Il 26 maggio 1867 in Piazza San Martino ( oggi Piazza Cacciatore delle Alpi o semplicemente piazza del Tribunale) venne inaugurato il monumento originale al Cacciatore delle Alpi,in pietra di Luigi Buzzi Leone di Viggiú.
Poi fu trasferito nella Caserma Garibaldi e lì abbandonato.
E il 26 maggio 1901 venne inaugurata una copia in bronzo nella Piazza Podestà dove fino ad oggi è lí.

La battaglia di Varese si colloca nell’ambito delle guerre austro-sarde per la conquista del Nord d’Italia, e venne appunto combattuta tra i volontari dei Cacciatori delle Alpi, comandati da Giuseppe Garibaldi, contro le truppe del Regno Lombardo-Veneto. Gli austriaci vennero sconfitti presso Como, e vennero obbligati a mantenere le truppe a nord del fronte.

Garibaldi e i suoi cacciatori si erano mossi dalle loro posizioni nel tentativo di occupare Varese, nella notte del 23 maggio. Il comandante in capo dell’esercito austriaco, il Feldmaresciallo Ferencz Gyulai, inviò la divisione Urban a prendersi cura della gestione del caso. Nel frattempo, il 25 maggio, 500 fucilieri austriaci, 130 ulani, e due cannoni da Gallarate attaccarono la compagnia guidata da Carlo De Cristoforis a Sesto Calende, ma vennero sconfitti a Somma Lombardo.
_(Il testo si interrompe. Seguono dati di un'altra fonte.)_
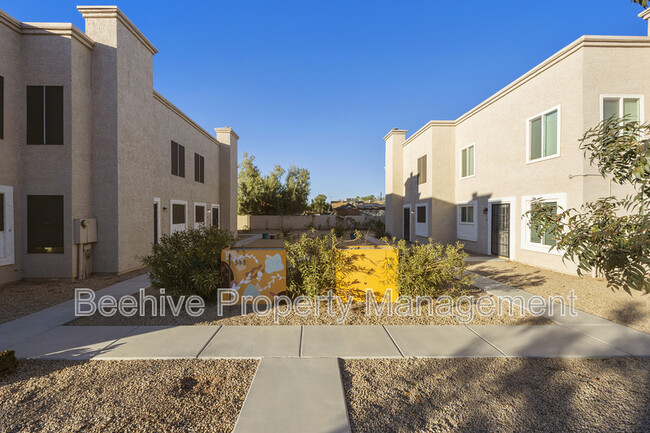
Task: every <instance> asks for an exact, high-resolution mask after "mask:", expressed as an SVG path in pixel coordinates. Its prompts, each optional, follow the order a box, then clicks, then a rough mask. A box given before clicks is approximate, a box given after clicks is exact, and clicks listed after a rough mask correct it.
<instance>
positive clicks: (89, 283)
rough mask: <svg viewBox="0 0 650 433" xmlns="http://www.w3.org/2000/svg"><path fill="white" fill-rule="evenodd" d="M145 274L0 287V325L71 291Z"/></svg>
mask: <svg viewBox="0 0 650 433" xmlns="http://www.w3.org/2000/svg"><path fill="white" fill-rule="evenodd" d="M147 272H149V270H148V269H139V270H137V271H133V272H128V273H126V274H122V275H92V276H90V277H88V278H86V279H85V280H81V281H78V280H52V279H46V280H22V281H16V282H13V283H9V284H4V285H2V286H0V306H1V307H0V323H5V322H10V321H12V320H15V319H18V318H19V317H23V316H26V315H28V314H32V313H35V312H37V311H41V310H43V309H45V308H48V307H51V306H53V305H56V304H60V303H61V302H65V301H68V300H70V299H72V298H73V297H74V289H76V288H81V287H84V288H88V289H92V290H99V289H103V288H104V287H108V286H111V285H113V284H116V283H119V282H121V281H124V280H128V279H130V278H133V277H137V276H138V275H142V274H145V273H147Z"/></svg>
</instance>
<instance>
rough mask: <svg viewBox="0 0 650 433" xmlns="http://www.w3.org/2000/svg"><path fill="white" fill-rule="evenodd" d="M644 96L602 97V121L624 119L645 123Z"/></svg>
mask: <svg viewBox="0 0 650 433" xmlns="http://www.w3.org/2000/svg"><path fill="white" fill-rule="evenodd" d="M643 105H644V104H643V95H600V120H601V121H602V120H607V119H609V118H610V117H615V118H623V119H624V120H625V121H626V122H639V123H643V122H644V120H643V117H644V112H643V111H644V110H643Z"/></svg>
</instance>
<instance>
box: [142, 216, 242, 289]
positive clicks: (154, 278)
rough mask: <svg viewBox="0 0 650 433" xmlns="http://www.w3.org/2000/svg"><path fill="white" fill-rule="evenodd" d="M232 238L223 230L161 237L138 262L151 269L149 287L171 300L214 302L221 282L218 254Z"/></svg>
mask: <svg viewBox="0 0 650 433" xmlns="http://www.w3.org/2000/svg"><path fill="white" fill-rule="evenodd" d="M234 242H235V238H234V236H233V235H232V233H230V232H229V231H227V230H221V229H218V228H217V227H214V226H213V227H201V228H198V229H189V230H186V231H177V232H175V233H173V234H172V235H170V236H163V237H162V238H161V239H160V242H159V243H158V244H157V245H154V246H153V248H152V251H151V254H150V255H148V256H146V257H144V258H143V259H142V262H143V263H144V264H145V265H146V266H149V267H151V277H150V278H151V285H152V286H153V287H154V288H156V289H161V288H164V289H165V290H166V292H167V293H169V294H171V295H175V296H180V295H200V296H203V297H205V298H214V297H215V296H216V294H217V289H219V288H221V287H222V282H221V269H220V267H221V250H223V249H224V248H228V247H231V246H232V245H233V244H234Z"/></svg>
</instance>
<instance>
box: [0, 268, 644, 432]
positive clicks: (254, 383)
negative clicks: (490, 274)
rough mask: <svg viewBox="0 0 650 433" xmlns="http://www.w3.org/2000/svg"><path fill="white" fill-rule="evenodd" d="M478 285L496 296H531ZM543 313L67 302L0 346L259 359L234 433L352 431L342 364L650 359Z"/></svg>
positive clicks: (181, 355) (179, 356)
mask: <svg viewBox="0 0 650 433" xmlns="http://www.w3.org/2000/svg"><path fill="white" fill-rule="evenodd" d="M474 277H475V280H476V283H475V285H476V286H477V287H478V288H480V289H482V290H484V291H486V292H488V293H490V294H493V295H495V296H500V297H503V296H520V297H521V298H523V299H524V300H527V299H529V298H530V297H531V296H533V295H532V294H530V293H528V292H525V291H523V290H519V289H515V288H512V287H509V286H506V285H504V284H501V283H498V282H496V281H494V280H491V279H489V278H485V277H481V276H478V275H475V276H474ZM148 285H149V280H148V276H147V275H143V276H139V277H136V278H133V279H131V280H128V281H124V282H121V283H119V284H116V285H114V286H110V287H107V288H105V289H102V290H98V291H97V292H96V294H97V295H98V296H102V295H106V294H110V295H113V296H115V297H116V298H120V297H121V296H125V295H128V294H132V293H135V292H136V291H137V290H138V289H140V288H143V287H147V286H148ZM545 311H547V314H545V316H546V317H548V318H549V319H551V320H553V321H555V322H556V323H557V325H555V326H553V325H548V326H544V325H542V326H540V325H537V326H535V325H472V324H468V325H460V324H459V325H448V326H404V325H401V326H379V325H378V326H345V325H344V326H62V325H64V324H65V323H68V322H70V321H72V320H74V319H75V317H74V303H73V301H68V302H65V303H63V304H59V305H56V306H54V307H51V308H48V309H46V310H43V311H40V312H38V313H34V314H31V315H29V316H26V317H23V318H20V319H18V320H15V321H13V322H9V323H5V324H3V325H0V348H2V349H11V350H15V351H16V355H17V356H18V357H19V358H30V359H66V360H89V359H96V360H129V359H174V358H176V359H178V358H184V359H186V358H190V359H191V358H198V359H215V358H260V359H261V362H260V365H259V367H258V371H257V373H256V375H255V378H254V379H253V383H252V385H251V388H250V390H249V392H248V395H247V398H246V400H245V402H244V404H243V407H242V410H241V413H240V415H239V419H238V421H237V424H236V426H235V430H234V431H235V433H248V432H258V431H266V432H283V433H291V432H305V431H309V432H317V433H318V432H323V433H325V432H328V433H347V432H350V425H349V422H348V416H347V410H346V403H345V398H344V392H343V384H342V381H341V376H340V371H339V367H338V358H408V357H435V358H453V357H543V358H549V357H553V358H555V357H587V358H601V357H618V356H643V357H650V335H648V334H645V333H642V332H639V331H636V330H633V329H630V328H627V327H625V326H622V325H618V324H616V323H613V322H610V321H608V320H605V319H602V318H600V317H596V316H593V315H591V314H587V313H585V312H582V311H578V313H577V314H576V315H575V316H562V315H560V314H559V309H557V308H555V309H554V311H551V310H550V309H548V305H547V306H546V310H545ZM287 408H291V410H289V411H287Z"/></svg>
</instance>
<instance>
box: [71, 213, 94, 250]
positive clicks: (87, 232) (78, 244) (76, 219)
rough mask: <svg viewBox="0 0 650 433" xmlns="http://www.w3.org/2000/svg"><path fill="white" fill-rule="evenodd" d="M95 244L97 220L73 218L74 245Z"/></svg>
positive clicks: (91, 218) (85, 218)
mask: <svg viewBox="0 0 650 433" xmlns="http://www.w3.org/2000/svg"><path fill="white" fill-rule="evenodd" d="M93 242H97V218H75V220H74V243H75V244H77V245H79V244H91V243H93Z"/></svg>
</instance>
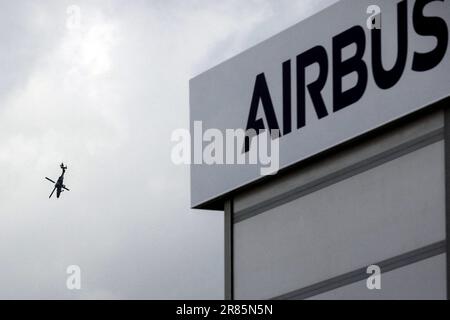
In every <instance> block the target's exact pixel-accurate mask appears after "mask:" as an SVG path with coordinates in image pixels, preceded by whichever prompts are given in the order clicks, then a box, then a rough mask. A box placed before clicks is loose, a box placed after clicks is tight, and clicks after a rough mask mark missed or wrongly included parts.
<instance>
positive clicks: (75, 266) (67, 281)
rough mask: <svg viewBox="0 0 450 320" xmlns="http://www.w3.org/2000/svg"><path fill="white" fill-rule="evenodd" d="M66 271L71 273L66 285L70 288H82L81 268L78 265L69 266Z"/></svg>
mask: <svg viewBox="0 0 450 320" xmlns="http://www.w3.org/2000/svg"><path fill="white" fill-rule="evenodd" d="M66 273H67V274H68V275H69V276H68V277H67V280H66V287H67V289H69V290H81V268H80V267H79V266H77V265H71V266H68V267H67V269H66Z"/></svg>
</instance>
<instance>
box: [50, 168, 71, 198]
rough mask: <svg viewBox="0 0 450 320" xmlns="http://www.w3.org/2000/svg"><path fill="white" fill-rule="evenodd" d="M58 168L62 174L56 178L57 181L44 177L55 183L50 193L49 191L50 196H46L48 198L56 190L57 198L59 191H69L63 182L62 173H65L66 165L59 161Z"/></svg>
mask: <svg viewBox="0 0 450 320" xmlns="http://www.w3.org/2000/svg"><path fill="white" fill-rule="evenodd" d="M60 168H61V169H62V171H63V172H62V174H61V176H60V177H59V178H58V181H56V182H55V181H53V180H52V179H50V178H47V177H45V179H47V180H48V181H50V182H51V183H53V184H54V185H55V187H54V188H53V191H52V193H50V196H49V197H48V198H49V199H50V198H51V197H52V195H53V193H54V192H55V190H56V197H57V198H59V196H60V195H61V193H62V192H63V191H64V190H67V191H70V190H69V189H68V188H66V186H65V185H64V184H63V182H64V174H65V173H66V170H67V166H65V165H64V163H61V165H60Z"/></svg>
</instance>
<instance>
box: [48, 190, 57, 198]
mask: <svg viewBox="0 0 450 320" xmlns="http://www.w3.org/2000/svg"><path fill="white" fill-rule="evenodd" d="M55 190H56V187H54V188H53V191H52V193H50V196H49V197H48V198H49V199H50V198H51V197H52V195H53V192H55Z"/></svg>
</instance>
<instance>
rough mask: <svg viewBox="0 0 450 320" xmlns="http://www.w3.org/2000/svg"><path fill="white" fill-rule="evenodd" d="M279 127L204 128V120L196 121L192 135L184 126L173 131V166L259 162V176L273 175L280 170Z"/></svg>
mask: <svg viewBox="0 0 450 320" xmlns="http://www.w3.org/2000/svg"><path fill="white" fill-rule="evenodd" d="M279 137H280V132H279V130H272V131H270V132H269V131H266V130H261V131H259V132H256V131H255V130H247V131H246V130H243V129H226V130H224V131H223V130H219V129H216V128H209V129H207V130H205V131H203V123H202V122H201V121H195V122H194V124H193V136H191V133H190V132H189V130H187V129H177V130H174V131H173V132H172V136H171V140H172V142H175V143H176V144H175V145H174V146H173V148H172V153H171V159H172V162H173V163H174V164H176V165H180V164H198V165H200V164H206V165H259V166H260V174H261V175H264V176H266V175H273V174H276V173H277V172H278V170H279V165H280V164H279Z"/></svg>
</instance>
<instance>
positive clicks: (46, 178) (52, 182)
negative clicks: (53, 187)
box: [45, 177, 56, 184]
mask: <svg viewBox="0 0 450 320" xmlns="http://www.w3.org/2000/svg"><path fill="white" fill-rule="evenodd" d="M45 179H47V180H48V181H50V182H52V183H53V184H55V183H56V182H55V181H53V180H52V179H50V178H47V177H45Z"/></svg>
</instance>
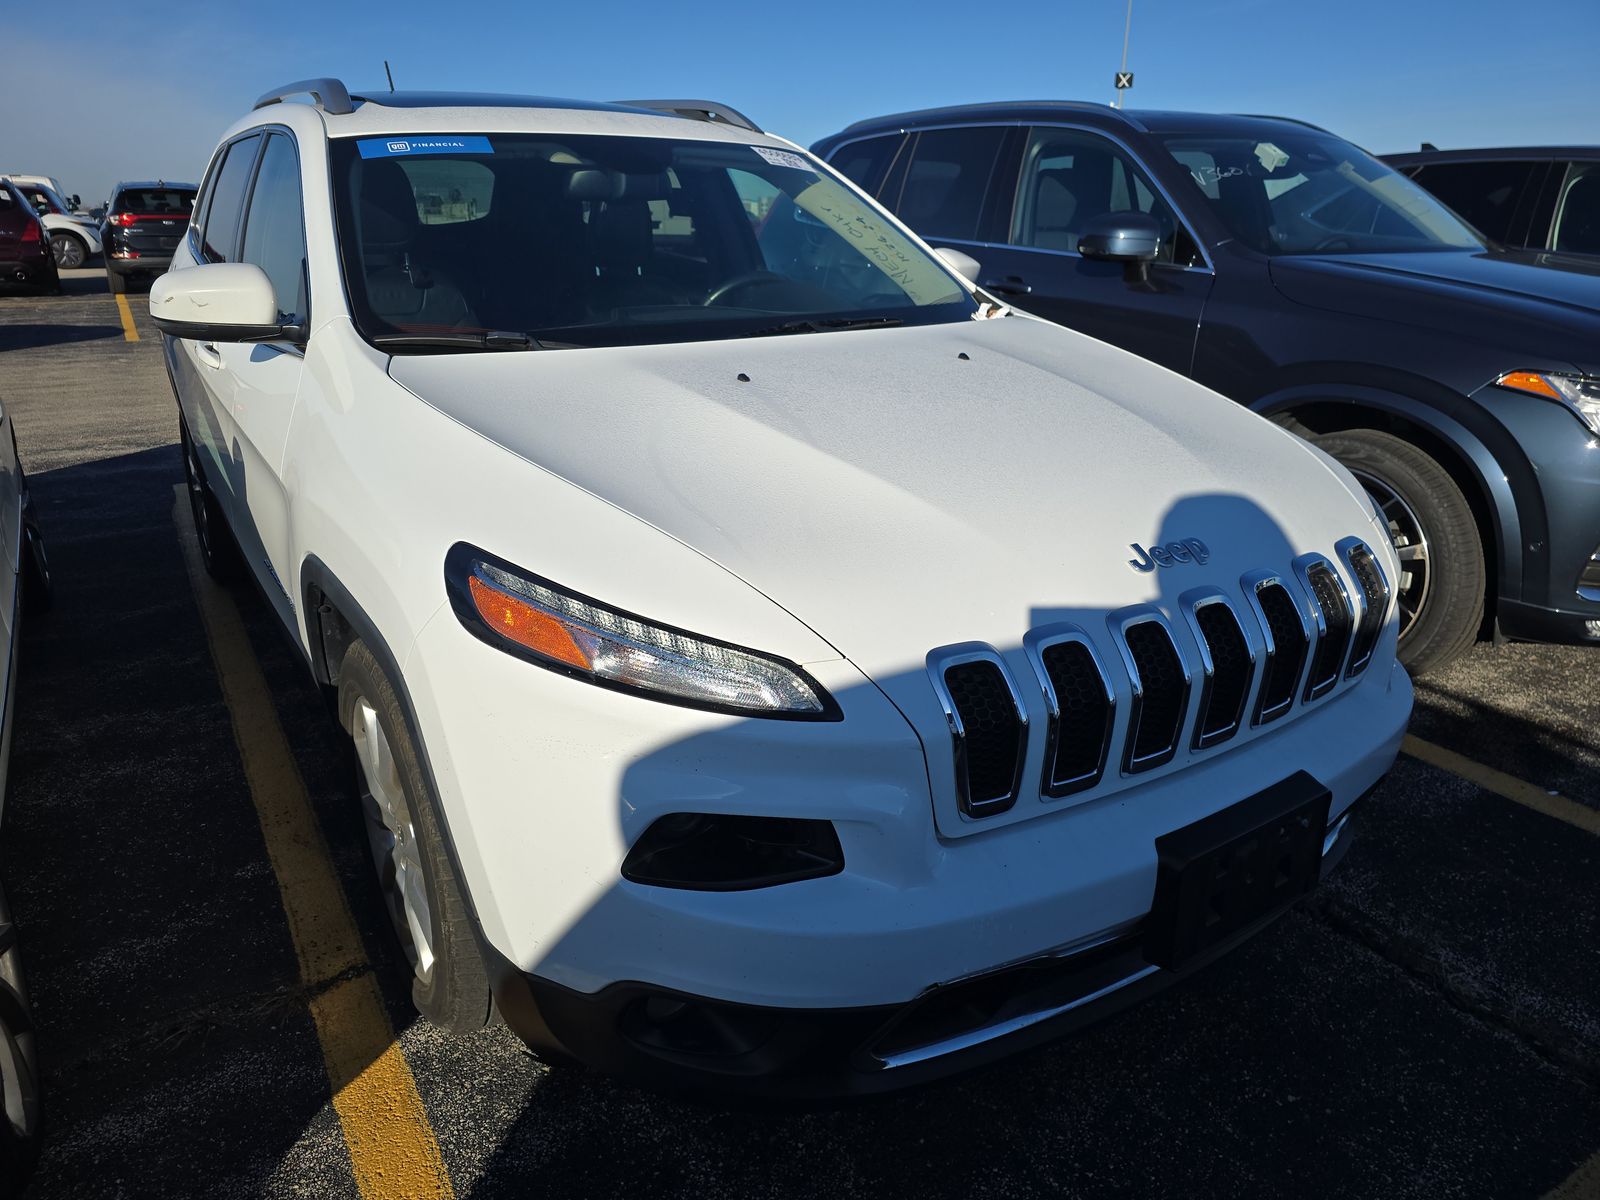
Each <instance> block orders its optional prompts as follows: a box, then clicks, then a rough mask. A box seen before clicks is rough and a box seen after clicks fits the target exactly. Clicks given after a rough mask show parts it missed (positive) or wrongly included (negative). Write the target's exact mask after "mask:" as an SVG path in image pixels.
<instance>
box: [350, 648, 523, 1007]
mask: <svg viewBox="0 0 1600 1200" xmlns="http://www.w3.org/2000/svg"><path fill="white" fill-rule="evenodd" d="M339 723H341V725H342V726H344V728H346V731H347V733H349V734H350V742H352V746H354V749H355V784H357V792H358V795H360V800H362V814H363V816H365V818H366V843H368V848H370V850H371V856H373V867H374V870H376V872H378V886H379V890H381V891H382V898H384V907H386V909H387V910H389V920H390V922H392V925H394V930H395V936H397V938H398V941H400V949H402V950H403V952H405V957H406V962H408V963H410V965H411V1000H413V1002H414V1003H416V1008H418V1011H419V1013H421V1014H422V1016H426V1018H427V1019H429V1021H432V1022H434V1024H435V1026H440V1027H443V1029H450V1030H454V1032H459V1034H467V1032H472V1030H474V1029H483V1026H486V1024H488V1022H490V1019H491V1013H493V1008H491V1003H490V982H488V971H486V970H485V966H483V955H482V954H478V946H477V939H475V938H474V933H472V918H470V915H469V910H467V904H466V899H464V898H462V894H461V885H459V883H458V882H456V872H454V869H453V867H451V862H450V858H448V854H446V853H445V842H443V832H442V829H440V821H438V810H437V808H435V802H434V795H432V789H430V787H429V784H427V778H426V776H424V774H422V768H421V765H419V755H418V752H416V746H414V744H413V741H411V731H410V726H408V725H406V720H405V712H403V709H402V707H400V702H398V699H397V698H395V691H394V686H392V685H390V682H389V677H387V675H386V674H384V670H382V667H381V666H379V664H378V659H376V658H373V653H371V651H370V650H368V648H366V645H365V643H362V642H357V643H355V645H352V646H350V648H349V650H347V651H346V654H344V662H341V664H339Z"/></svg>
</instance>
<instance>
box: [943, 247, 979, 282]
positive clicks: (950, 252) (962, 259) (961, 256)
mask: <svg viewBox="0 0 1600 1200" xmlns="http://www.w3.org/2000/svg"><path fill="white" fill-rule="evenodd" d="M933 253H934V254H938V256H939V258H941V259H944V266H947V267H949V269H950V270H954V272H955V274H957V275H960V277H962V278H965V280H966V282H968V283H976V282H978V272H979V270H982V266H981V264H979V262H978V259H974V258H973V256H971V254H963V253H962V251H960V250H950V248H949V246H936V248H934V251H933Z"/></svg>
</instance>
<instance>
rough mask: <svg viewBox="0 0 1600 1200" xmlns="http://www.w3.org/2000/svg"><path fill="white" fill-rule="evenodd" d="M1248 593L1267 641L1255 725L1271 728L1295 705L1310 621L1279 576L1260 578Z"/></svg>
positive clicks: (1305, 651) (1258, 698) (1258, 699)
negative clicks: (1295, 600) (1306, 621)
mask: <svg viewBox="0 0 1600 1200" xmlns="http://www.w3.org/2000/svg"><path fill="white" fill-rule="evenodd" d="M1246 594H1248V595H1250V597H1251V598H1253V603H1254V608H1256V614H1258V616H1259V618H1261V627H1262V632H1264V634H1266V640H1267V648H1266V666H1264V667H1262V677H1261V691H1259V693H1258V696H1256V714H1254V717H1253V723H1256V725H1267V723H1270V722H1275V720H1277V718H1278V717H1282V715H1283V714H1285V712H1288V710H1290V707H1293V704H1294V685H1296V683H1298V682H1299V674H1301V667H1304V666H1306V650H1307V637H1306V622H1304V621H1302V619H1301V611H1299V605H1296V603H1294V597H1293V595H1290V590H1288V587H1285V586H1283V581H1282V579H1278V578H1277V576H1275V574H1269V576H1264V578H1261V579H1258V581H1256V582H1254V584H1253V586H1250V587H1246Z"/></svg>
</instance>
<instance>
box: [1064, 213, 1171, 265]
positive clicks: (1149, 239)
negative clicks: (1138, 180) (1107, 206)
mask: <svg viewBox="0 0 1600 1200" xmlns="http://www.w3.org/2000/svg"><path fill="white" fill-rule="evenodd" d="M1160 251H1162V222H1160V221H1157V219H1155V218H1154V216H1150V214H1149V213H1106V214H1104V216H1098V218H1094V219H1093V221H1090V222H1088V224H1086V226H1085V227H1083V234H1082V237H1078V253H1080V254H1082V256H1083V258H1093V259H1099V261H1102V262H1122V264H1123V266H1125V267H1126V270H1125V272H1123V274H1125V278H1128V280H1130V282H1133V280H1139V282H1142V280H1146V278H1149V277H1150V264H1152V262H1155V258H1157V254H1160Z"/></svg>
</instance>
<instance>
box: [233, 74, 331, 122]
mask: <svg viewBox="0 0 1600 1200" xmlns="http://www.w3.org/2000/svg"><path fill="white" fill-rule="evenodd" d="M307 94H309V96H310V98H312V99H314V101H317V107H318V109H322V110H323V112H326V114H330V115H333V117H342V115H346V114H349V112H355V106H354V104H350V93H349V91H347V90H346V86H344V83H341V82H339V80H336V78H302V80H299V82H296V83H285V85H283V86H282V88H274V90H272V91H269V93H264V94H262V96H261V98H259V99H258V101H256V104H254V107H258V109H264V107H267V106H269V104H278V102H280V101H283V99H286V98H290V96H307Z"/></svg>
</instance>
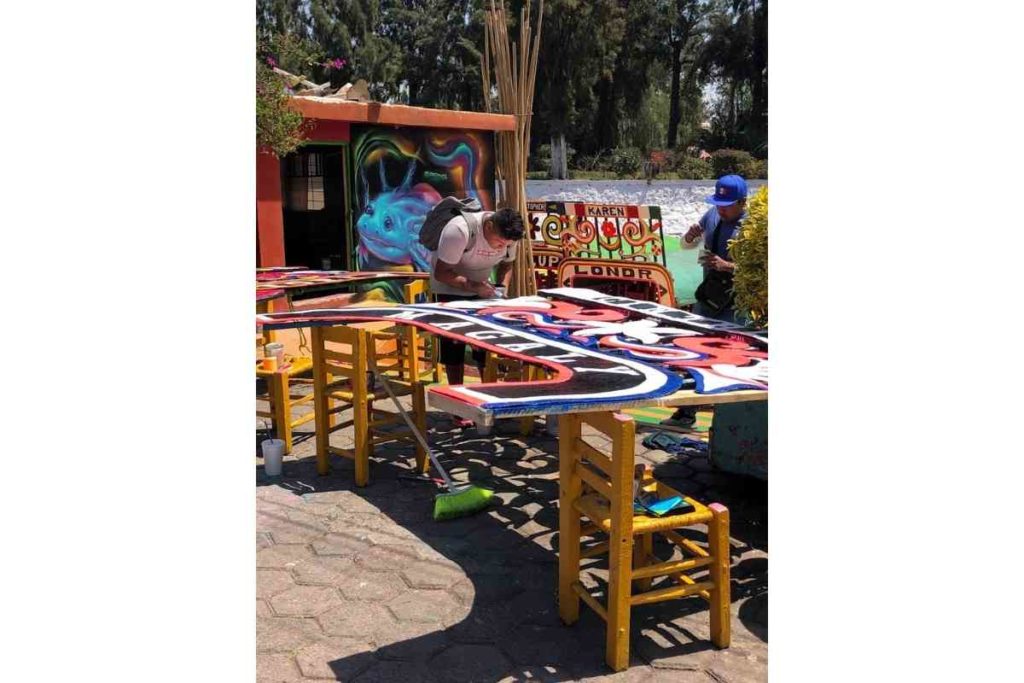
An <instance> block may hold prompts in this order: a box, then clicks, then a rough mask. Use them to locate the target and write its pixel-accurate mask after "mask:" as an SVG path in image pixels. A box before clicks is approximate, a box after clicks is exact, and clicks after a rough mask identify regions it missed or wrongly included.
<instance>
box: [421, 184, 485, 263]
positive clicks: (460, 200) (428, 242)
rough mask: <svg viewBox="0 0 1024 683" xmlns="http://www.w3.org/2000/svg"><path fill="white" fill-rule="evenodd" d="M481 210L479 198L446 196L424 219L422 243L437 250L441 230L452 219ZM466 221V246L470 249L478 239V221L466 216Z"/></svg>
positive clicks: (442, 228)
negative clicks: (476, 229) (466, 239)
mask: <svg viewBox="0 0 1024 683" xmlns="http://www.w3.org/2000/svg"><path fill="white" fill-rule="evenodd" d="M480 211H483V207H482V206H480V201H479V200H477V199H474V198H472V197H467V198H466V199H464V200H460V199H459V198H458V197H445V198H444V199H442V200H441V201H440V202H438V203H437V206H435V207H434V208H433V209H431V210H430V212H429V213H428V214H427V216H426V218H424V219H423V226H422V227H420V244H421V245H423V246H424V247H426V248H427V249H428V250H430V251H437V245H438V244H439V243H440V241H441V231H443V230H444V226H445V225H447V224H449V221H450V220H452V219H453V218H455V217H456V216H459V215H463V216H464V217H465V214H467V213H479V212H480ZM466 223H467V224H468V225H469V244H468V245H467V247H466V249H467V250H468V249H469V248H470V247H472V245H473V241H474V240H475V239H476V234H475V230H474V229H473V226H474V225H475V224H476V221H475V220H470V219H469V218H468V217H466Z"/></svg>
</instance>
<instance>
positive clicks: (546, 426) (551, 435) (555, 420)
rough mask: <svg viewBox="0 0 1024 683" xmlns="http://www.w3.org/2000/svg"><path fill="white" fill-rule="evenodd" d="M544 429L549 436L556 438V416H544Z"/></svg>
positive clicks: (557, 423) (547, 415) (557, 428)
mask: <svg viewBox="0 0 1024 683" xmlns="http://www.w3.org/2000/svg"><path fill="white" fill-rule="evenodd" d="M544 429H545V431H547V432H548V434H550V435H551V436H558V416H557V415H546V416H544Z"/></svg>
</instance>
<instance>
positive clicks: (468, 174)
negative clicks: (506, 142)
mask: <svg viewBox="0 0 1024 683" xmlns="http://www.w3.org/2000/svg"><path fill="white" fill-rule="evenodd" d="M352 145H353V146H352V150H353V159H354V162H355V190H356V199H357V207H358V214H357V215H358V218H357V219H356V220H355V241H356V245H355V254H356V267H357V268H358V269H359V270H407V269H408V270H419V271H427V270H429V261H428V258H429V252H428V251H427V250H426V248H425V247H423V245H421V244H420V242H419V237H420V227H421V226H422V225H423V219H424V218H425V217H426V215H427V213H428V212H429V211H430V209H432V208H433V207H434V205H436V204H437V203H438V202H439V201H440V200H441V199H442V198H444V197H449V196H455V197H459V198H466V197H474V198H476V199H478V200H479V201H480V204H481V205H482V206H483V208H484V209H486V210H493V209H494V207H495V198H494V186H495V152H494V150H495V143H494V133H489V132H483V131H454V130H431V129H426V128H399V129H395V128H389V127H387V128H385V127H378V126H353V127H352Z"/></svg>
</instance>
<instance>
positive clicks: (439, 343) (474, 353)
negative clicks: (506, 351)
mask: <svg viewBox="0 0 1024 683" xmlns="http://www.w3.org/2000/svg"><path fill="white" fill-rule="evenodd" d="M434 298H435V299H436V300H437V301H438V302H439V303H440V302H444V301H469V300H471V299H479V298H480V297H478V296H476V295H475V294H466V295H460V294H436V295H434ZM437 356H438V360H440V362H441V365H442V366H464V365H466V344H465V343H464V342H460V341H456V340H454V339H449V338H447V337H438V340H437ZM486 360H487V352H486V351H485V350H483V349H482V348H476V347H474V348H473V362H475V364H476V366H477V367H478V368H483V365H484V364H485V362H486Z"/></svg>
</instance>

Il 26 maggio, di pomeriggio, la divisione Urban giunse a Varese, dove Garibaldi stava già preparando le difese. I piemontesi erano divisi come segue: un battaglione (Enrico Cosenz) sulla destra, due battaglioni a sinistra (Giacomo Medici), un battaglione in centro (Nicola Ardoino); due battaglioni di riserva, uno a Varese (Nino Bixio), e uno a Biumo Superiore.

Gli austriaci aprirono il fuoco coi cannoni, e spostarono immediatamente tre delle loro colonne contro il nemico. Il battaglione di Cosenz attaccò gli austriaci che avanzavano, e si dedicò quindi alle altre colonne, respingendo l’attacco con l’aiuto del battaglione del Generale Medici. Urban, sopraffatto dalle forze nemiche, si ritirò a Malnate. Medici e Ardoino attaccarono nuovamente gli austriaci in ritirata, causando loro nuove perdite.